Fortunately the Torah assures us that despite the defiling behavior and collective chillul ha-Shem of those of whom special standards are expected, God will not abandon the rest of us.  Our text concludes with the assurance that God will abide with us in the midst of defilement—irrespective of the deficits of those who should know better. (Lev:  16:16).





































 DEFILING THE SANCTUARY


And he shall slay the goat of the sin offering that is for the people…and make atonement for the sacred place, because of the defilement of the children of Israel and because of their transgressions (Lev.  16:15-16).

The first section of parashat Acharei Mot is a description of the process of atonement on Yom Kippur.  Its centerpiece is the ritual performed with two identical goats.  Lots were drawn over them.  One was assigned the scapegoat role.  All the transgressions of the Jewish people were symbolically projected onto it and it was sent to its death in the wilderness, taking all the sins of the Jewish people with it.  And Aaron shall lay both his hands upon the head of the live goat, and confess over it all the iniquities of the children of Israel and all of their transgressions, even all of their sins; and he shall put them upon the head of the goat and send it away by the hand of an anointed man into the wilderness. (Lev 15:32-22).

The function of the second goat was to achieve atonement for the defiled sanctuary, as indicated in our text. The sages were puzzled by the role of this goat.  They taught:  “This goat might have been thought to atone for the cardinal sins of idolatry, forbidden sexual activity and murder, all of which are defined as defilement.  Therefore the Torah states, [clarifying the specific transgression for which the sacrifice of this goat atones] mi-tum’at [an aspect of defilement] and not all types of defilement. What is this aspect?  It is the defilement of the Sanctuary (Shevu’ot 6b).

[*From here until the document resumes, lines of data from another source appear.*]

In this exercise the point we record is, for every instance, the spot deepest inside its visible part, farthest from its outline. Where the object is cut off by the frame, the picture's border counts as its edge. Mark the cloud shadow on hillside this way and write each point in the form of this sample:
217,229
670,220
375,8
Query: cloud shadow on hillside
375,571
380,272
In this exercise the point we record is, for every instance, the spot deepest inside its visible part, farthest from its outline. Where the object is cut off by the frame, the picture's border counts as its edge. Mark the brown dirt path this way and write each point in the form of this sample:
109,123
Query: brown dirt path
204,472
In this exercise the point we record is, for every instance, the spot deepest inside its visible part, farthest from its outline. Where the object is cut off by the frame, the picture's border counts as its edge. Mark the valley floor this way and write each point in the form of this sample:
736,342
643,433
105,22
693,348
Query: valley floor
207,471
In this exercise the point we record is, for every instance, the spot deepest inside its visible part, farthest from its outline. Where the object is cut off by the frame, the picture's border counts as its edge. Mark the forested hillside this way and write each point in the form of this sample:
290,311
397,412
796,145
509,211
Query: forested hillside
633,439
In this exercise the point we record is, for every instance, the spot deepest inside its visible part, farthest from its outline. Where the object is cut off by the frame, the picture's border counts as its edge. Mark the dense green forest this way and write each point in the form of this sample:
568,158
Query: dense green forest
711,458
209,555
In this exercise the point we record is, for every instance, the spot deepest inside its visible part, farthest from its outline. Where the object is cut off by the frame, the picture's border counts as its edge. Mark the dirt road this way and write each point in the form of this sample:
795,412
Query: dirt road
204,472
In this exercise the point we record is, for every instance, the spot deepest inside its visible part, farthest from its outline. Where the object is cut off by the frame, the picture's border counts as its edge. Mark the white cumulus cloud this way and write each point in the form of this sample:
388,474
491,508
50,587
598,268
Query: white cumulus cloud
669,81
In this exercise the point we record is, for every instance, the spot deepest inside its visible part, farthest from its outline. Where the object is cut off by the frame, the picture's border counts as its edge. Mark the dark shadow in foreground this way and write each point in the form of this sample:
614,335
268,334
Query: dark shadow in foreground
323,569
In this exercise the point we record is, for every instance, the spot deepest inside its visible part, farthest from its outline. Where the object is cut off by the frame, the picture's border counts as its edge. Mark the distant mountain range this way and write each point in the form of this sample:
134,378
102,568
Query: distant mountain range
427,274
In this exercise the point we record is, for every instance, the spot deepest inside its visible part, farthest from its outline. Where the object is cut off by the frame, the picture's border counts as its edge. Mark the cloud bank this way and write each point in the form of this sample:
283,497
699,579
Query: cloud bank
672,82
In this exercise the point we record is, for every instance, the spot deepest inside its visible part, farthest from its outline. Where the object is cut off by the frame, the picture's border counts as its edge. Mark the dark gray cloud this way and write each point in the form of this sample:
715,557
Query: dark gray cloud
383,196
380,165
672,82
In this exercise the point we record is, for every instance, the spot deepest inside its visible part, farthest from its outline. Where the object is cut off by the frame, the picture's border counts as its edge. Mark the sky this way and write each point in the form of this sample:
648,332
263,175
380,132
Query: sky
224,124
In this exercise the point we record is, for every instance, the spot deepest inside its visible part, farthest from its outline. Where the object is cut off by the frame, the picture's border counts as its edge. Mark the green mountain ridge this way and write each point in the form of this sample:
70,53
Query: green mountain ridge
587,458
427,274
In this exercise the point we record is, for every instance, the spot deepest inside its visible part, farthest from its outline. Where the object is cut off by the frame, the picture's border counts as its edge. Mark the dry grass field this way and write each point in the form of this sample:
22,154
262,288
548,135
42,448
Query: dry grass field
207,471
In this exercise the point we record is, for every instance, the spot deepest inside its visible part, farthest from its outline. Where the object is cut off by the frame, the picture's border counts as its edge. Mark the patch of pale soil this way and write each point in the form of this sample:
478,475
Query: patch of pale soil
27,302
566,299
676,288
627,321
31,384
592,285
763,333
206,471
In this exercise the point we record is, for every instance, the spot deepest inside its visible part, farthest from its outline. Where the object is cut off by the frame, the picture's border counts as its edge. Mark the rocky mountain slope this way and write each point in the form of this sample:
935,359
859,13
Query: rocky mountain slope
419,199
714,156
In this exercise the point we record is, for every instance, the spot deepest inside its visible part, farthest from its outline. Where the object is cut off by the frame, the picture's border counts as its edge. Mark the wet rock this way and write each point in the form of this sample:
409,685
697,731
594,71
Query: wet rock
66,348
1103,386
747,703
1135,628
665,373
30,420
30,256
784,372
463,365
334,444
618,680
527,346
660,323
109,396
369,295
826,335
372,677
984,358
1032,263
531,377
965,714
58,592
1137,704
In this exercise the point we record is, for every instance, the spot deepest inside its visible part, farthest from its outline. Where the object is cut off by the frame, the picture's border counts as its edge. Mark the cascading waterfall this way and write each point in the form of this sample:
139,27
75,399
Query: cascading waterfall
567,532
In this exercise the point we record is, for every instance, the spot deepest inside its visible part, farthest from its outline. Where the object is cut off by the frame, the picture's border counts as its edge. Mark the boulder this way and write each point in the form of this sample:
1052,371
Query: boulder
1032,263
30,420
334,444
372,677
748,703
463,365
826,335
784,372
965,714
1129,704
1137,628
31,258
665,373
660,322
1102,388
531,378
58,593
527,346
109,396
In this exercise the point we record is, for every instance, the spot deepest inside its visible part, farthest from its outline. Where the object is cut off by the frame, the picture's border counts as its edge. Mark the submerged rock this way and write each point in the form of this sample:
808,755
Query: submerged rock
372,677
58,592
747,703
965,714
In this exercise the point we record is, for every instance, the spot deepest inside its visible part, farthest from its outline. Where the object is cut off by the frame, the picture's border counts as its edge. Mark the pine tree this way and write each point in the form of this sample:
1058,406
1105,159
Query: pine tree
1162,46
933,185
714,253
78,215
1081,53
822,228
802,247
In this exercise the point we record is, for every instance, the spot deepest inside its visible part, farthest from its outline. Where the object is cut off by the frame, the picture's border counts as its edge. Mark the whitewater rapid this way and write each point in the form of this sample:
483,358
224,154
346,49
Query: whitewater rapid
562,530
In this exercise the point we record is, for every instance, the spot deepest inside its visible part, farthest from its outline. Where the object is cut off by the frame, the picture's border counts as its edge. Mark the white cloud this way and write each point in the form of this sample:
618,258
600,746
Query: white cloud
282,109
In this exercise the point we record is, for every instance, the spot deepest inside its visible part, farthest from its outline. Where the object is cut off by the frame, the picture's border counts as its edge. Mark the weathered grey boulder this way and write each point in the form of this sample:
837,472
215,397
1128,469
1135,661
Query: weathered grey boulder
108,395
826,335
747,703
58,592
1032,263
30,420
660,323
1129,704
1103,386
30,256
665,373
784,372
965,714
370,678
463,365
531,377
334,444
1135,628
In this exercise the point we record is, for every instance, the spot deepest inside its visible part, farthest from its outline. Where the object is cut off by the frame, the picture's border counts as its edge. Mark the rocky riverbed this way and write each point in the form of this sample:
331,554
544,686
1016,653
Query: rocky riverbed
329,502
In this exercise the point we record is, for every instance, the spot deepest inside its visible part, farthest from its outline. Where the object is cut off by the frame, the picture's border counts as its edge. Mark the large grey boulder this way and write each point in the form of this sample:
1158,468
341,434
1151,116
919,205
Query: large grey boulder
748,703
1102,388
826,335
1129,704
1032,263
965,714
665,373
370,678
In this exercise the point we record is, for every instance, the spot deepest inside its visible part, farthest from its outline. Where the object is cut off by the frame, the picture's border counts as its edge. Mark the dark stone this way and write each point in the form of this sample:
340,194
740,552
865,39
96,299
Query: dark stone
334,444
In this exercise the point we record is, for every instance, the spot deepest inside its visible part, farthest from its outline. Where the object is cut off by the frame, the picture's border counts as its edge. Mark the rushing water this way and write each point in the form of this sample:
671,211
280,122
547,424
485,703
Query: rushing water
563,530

What troubled the sages was the necessity of having a second goat.  If the scapegoat had achieved atonement for every type of iniquity and transgression, what need was there for the second goat?  What transgression was so severe that it was excluded from the entire gamut of sins and required it’s own special process of atonement?  According to the Torah, this extraordinary transgression was the defilement of the Sanctuary.

Rabbi Samson Raphael Hirsch explains the extraordinary nature of this transgression.  The Sanctuary represented the perfect ideal of the Torah.  Its role was to inspire and transform the people, so that their daily lives would gradually come to reflect the ideal. But when the process was reversed and the values of the street corrupted the Sanctuary, it was considered defiled. 

Whereas Rabbi Hirsch defines the defilement of the sanctuary in the most general of terms, the Netziv, Rabbi Naftali Tzvi Berlin is specific.  He writes in Harchev Davar:  “On Yom Kippur the inadvertent transgressions of the scholars are considered deliberate sins, since there is no repentance for the neglect of Torah by those who are engaged in its study. The Torah describes their transgression as the defilement of the Sanctuary and its holy vessels.  This defilement is, for the most part, caused by the scholars who frequent the Sanctuary and are at home with its [various] holy elements”. 

At first glance, the comment of the Netziv is counter- intuitive.   One would expect the sacred domain of the community to be sanctified by its spiritual leaders. But the Torah accuses them of effecting its defilement. Their iniquity is too great to be included with all the other transgressions of the Jewish people- including the cardinal sins- for which the scapegoat atones. 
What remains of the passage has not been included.